Fort Maharashtra
Maharashtra has around 450 recorded forts around the state. Image Credit: Pixabay

Mumbai: In a major warning for revellers, any person found drinking in the precincts of heritage forts in Maharashtra may be slapped with a fine or a jail term, or both, soon, a state minister indicated here.

The ruling Shiv Sena-Bharatiya Janata Party government plans to introduce provisions to penalise people on the wrong side of the law as far as maintaining the sanctity of forts is concerned.

“We shall bring in a law that would provide for three months in jail and a fine of Rs 10,000, or both,” Cultural Affairs Minister Sudhir Mungantiwar said in the legislature on Monday.

He said that his ministry would hold discussions with the Law & Judiciary and Home ministries in this context.

Besides, Mungantiwar warned that visitors to these forts who are found spoiling the premises or polluting the local environment would also attract action by way of hefty fines.

“We shall implement various activities to maintain the sanctity and cleanliness of all these forts.

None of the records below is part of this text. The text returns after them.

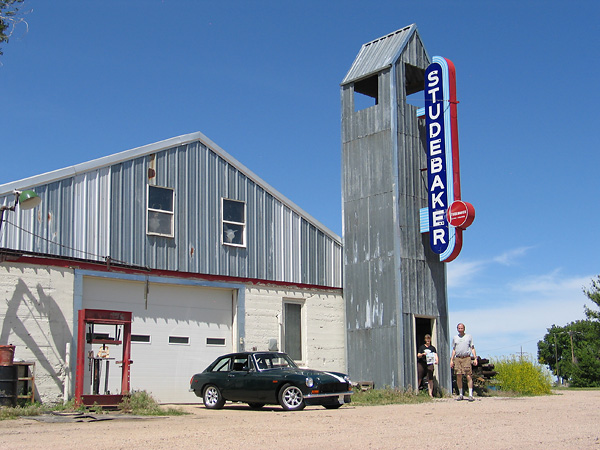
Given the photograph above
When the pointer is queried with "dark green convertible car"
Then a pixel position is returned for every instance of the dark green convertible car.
(261, 378)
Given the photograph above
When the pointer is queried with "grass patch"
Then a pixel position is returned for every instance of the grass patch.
(522, 376)
(139, 403)
(388, 396)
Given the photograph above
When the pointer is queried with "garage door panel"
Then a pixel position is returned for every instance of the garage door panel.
(190, 317)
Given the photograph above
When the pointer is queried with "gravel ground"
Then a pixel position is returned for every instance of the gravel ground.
(566, 420)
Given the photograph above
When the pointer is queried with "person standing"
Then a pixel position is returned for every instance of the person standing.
(426, 358)
(460, 361)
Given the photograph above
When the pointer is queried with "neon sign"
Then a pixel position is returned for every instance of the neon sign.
(447, 214)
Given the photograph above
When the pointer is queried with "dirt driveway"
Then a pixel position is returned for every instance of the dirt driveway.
(567, 420)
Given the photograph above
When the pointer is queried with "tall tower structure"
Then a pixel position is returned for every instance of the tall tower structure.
(394, 285)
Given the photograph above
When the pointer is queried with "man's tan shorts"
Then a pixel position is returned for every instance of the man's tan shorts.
(463, 366)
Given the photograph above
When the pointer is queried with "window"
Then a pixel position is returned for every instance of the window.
(215, 341)
(366, 93)
(183, 340)
(140, 338)
(233, 215)
(222, 365)
(292, 330)
(160, 211)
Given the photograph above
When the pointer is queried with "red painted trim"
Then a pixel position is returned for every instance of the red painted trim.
(48, 260)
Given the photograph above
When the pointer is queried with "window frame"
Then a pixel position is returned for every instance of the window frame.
(243, 224)
(301, 326)
(160, 211)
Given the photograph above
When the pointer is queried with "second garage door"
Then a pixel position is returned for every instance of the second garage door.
(177, 330)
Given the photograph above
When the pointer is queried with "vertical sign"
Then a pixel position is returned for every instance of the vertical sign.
(445, 238)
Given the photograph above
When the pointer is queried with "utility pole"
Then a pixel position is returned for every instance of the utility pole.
(556, 359)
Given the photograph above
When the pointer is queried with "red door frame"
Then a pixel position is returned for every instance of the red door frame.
(105, 317)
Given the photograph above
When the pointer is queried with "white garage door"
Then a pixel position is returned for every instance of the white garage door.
(177, 330)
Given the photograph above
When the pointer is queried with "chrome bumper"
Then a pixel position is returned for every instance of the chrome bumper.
(329, 394)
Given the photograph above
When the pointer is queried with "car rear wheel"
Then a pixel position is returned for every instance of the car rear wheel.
(213, 399)
(256, 405)
(334, 406)
(291, 398)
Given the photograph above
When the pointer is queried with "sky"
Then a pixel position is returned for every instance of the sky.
(86, 79)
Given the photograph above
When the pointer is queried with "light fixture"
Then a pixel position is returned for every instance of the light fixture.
(29, 200)
(25, 199)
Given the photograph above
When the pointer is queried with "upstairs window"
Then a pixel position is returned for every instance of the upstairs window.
(160, 211)
(233, 218)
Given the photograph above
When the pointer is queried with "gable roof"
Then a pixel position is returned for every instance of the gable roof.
(126, 155)
(379, 54)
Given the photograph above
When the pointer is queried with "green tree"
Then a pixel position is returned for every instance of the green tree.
(573, 352)
(9, 10)
(594, 295)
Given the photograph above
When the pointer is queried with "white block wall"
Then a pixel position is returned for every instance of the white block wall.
(323, 323)
(36, 316)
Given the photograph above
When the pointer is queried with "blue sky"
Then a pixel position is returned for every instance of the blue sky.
(261, 79)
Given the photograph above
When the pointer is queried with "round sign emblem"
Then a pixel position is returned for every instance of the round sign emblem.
(460, 214)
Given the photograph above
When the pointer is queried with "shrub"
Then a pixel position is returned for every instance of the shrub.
(143, 404)
(522, 376)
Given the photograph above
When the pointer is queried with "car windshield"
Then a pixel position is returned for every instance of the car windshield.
(268, 361)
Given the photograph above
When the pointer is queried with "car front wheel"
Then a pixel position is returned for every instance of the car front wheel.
(213, 399)
(256, 405)
(333, 406)
(291, 398)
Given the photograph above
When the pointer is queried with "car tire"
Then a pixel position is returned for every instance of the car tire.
(212, 397)
(291, 398)
(334, 406)
(256, 405)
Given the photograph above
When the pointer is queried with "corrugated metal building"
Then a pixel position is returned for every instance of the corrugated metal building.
(207, 256)
(394, 285)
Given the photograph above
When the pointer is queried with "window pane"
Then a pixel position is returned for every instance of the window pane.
(160, 223)
(233, 211)
(179, 340)
(233, 234)
(160, 198)
(293, 330)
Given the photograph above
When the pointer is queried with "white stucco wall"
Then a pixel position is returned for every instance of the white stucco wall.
(36, 316)
(323, 329)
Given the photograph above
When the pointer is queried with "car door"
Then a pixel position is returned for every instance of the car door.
(240, 380)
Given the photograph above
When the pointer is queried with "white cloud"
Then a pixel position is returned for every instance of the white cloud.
(509, 257)
(523, 313)
(461, 273)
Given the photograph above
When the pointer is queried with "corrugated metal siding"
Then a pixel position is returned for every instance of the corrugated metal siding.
(390, 274)
(102, 213)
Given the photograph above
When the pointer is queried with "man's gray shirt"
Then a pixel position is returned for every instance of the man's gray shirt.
(462, 345)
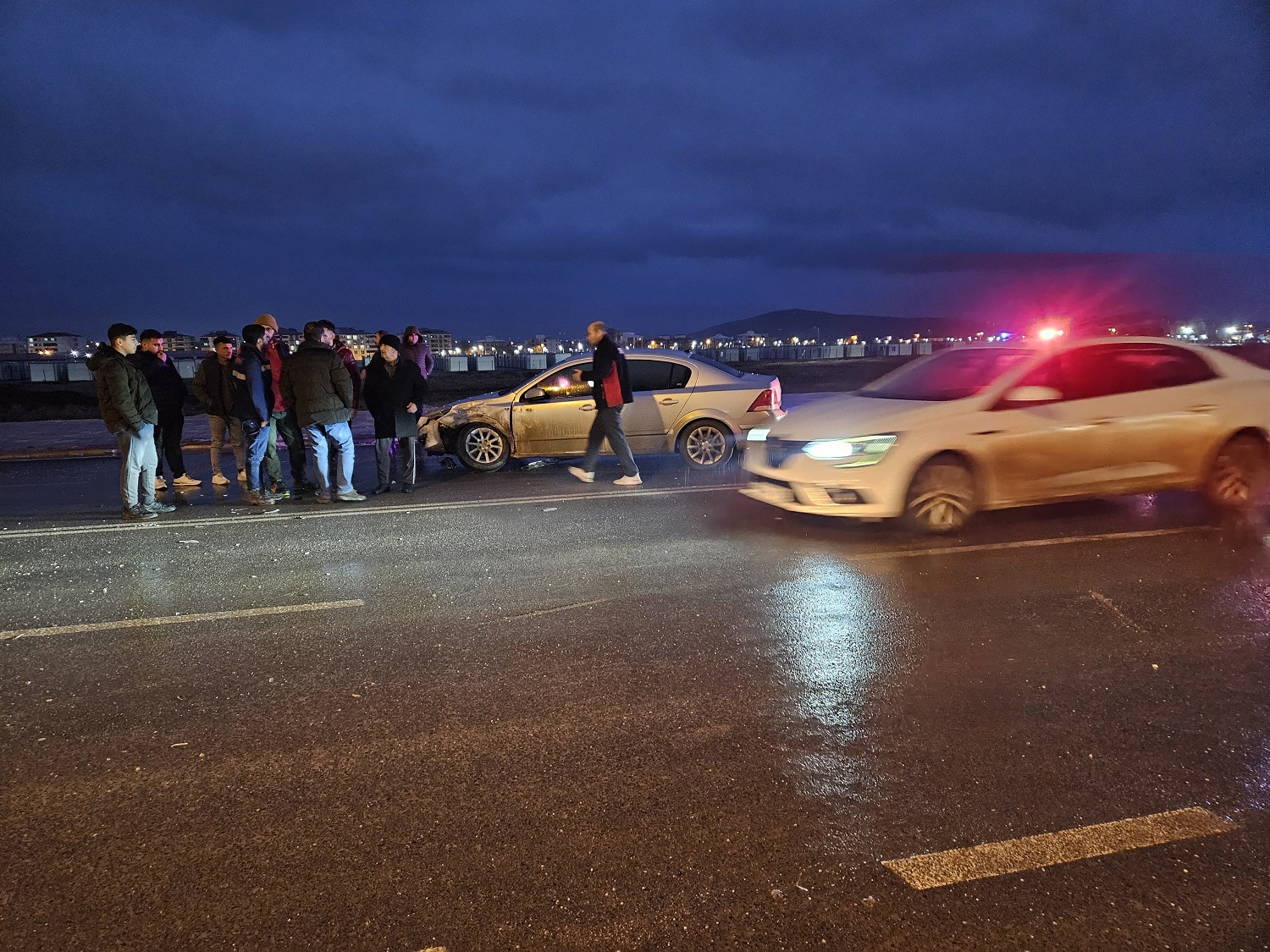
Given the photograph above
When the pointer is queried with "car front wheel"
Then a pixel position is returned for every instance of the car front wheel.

Punitive action will be taken against those who desecrate the sanctity of these heritage monuments. Rewards will also be offered to the informers who can provide inputs about those who sully these historical structures in any manner,” Mungantiwar said.

Maharashtra has around 450 recorded forts around the state comprising imposing hillforts, awesome sea-forts, in urban or rural centres, river-sides or forests dotting almost every district.

Constructed by various Indian or foreign rulers of different dynasties, some of these forts are said to date back to over six centuries, and although many are in ruins, some are still in excellent condition.

Hundreds of thousands of tourists from the state and outside throng several of the popular forts that fall in the regular tourism circuits of Mumbai, Pune, Chhatrapati Sambhajinagar, Nashik, Thane, Raigad, Ratnagiri, Sindhudurg, Satara, Kolhapur, Nagpur, etc.

At times, adventurous youngsters have been witnessed carrying liquor stocks for merry parties in isolated corners of some of these forts and discarding the empty bottles, spoiling the environment, which may likely be curbed after the proposed new laws take effect.